Spacey S D, Szczygielski B I, McRory J E, Wali G M, Wood N W, Snutch T P
Division of Neurology, Department of Medicine, University of British Columbia, Vancouver, Canada.
J Neural Transm (Vienna). 2002 Sep;109(9):1189-94. doi: 10.1007/s00702-002-0750-3.

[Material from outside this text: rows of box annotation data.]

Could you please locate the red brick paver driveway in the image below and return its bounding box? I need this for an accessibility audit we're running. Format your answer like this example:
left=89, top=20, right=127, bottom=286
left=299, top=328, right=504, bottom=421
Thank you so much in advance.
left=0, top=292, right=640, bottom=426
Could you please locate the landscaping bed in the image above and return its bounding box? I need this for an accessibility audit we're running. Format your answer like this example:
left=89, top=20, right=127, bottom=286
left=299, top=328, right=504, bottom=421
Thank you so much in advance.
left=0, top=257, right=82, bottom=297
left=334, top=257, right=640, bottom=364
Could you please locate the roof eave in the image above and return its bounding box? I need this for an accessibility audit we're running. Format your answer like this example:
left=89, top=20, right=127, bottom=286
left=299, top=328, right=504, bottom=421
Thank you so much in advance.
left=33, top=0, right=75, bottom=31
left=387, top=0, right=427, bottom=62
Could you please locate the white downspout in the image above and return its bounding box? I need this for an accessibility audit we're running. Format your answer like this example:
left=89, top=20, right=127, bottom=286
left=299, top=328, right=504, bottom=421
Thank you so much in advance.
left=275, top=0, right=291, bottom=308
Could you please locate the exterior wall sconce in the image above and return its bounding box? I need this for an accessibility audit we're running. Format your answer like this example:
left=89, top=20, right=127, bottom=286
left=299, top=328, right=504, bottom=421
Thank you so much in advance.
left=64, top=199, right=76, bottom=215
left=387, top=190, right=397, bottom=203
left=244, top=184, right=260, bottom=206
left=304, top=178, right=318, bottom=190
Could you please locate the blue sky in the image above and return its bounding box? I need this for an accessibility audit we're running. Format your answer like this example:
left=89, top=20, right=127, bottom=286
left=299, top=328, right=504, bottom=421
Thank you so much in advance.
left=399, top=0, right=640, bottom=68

Familial Paroxysmal Kinesigenic Dyskinesia (PKD) is an autosomal dominant condition characterized by attacks of dystonia or chorea triggered by sudden movements. Recently two separate loci for PKD, Episodic Kinesigenic Dyskinesia 1 (EKD1) and Episodic Kinesigenic Dyskinesia 2 (EKD2), have been mapped to chromosome 16 but the causative genes have not been identified. The Na(+)/H(+) exchanger gene (NHE5) involved in regulating intracellular pH lies in the EKD2 region. The coding region of the NHE5 gene in familial PKD was sequenced. We did not identify any mutations in the exons, intron/exon boundaries or the 5' and 3'UTR. This excludes mutations in the coding region of the NHE5 gene as a cause for familial PKD, but does not rule out a possible role of sequence variants in introns or regulatory regions.
家族性阵发性运动诱发性运动障碍(PKD)是一种常染色体显性遗传病,其特征是由突然运动引发的肌张力障碍或舞蹈症发作。最近,PKD的两个独立基因座,发作性运动诱发性运动障碍1(EKD1)和发作性运动诱发性运动障碍2(EKD2),已被定位到16号染色体,但致病基因尚未确定。参与调节细胞内pH值的钠氢交换基因(NHE5)位于EKD2区域。对家族性PKD中NHE5基因的编码区进行了测序。我们在编码区、内含子/外显子边界或5'和3'非翻译区未发现任何突变。这排除了NHE5基因编码区的突变是家族性PKD的病因,但不排除内含子或调控区序列变异可能起的作用。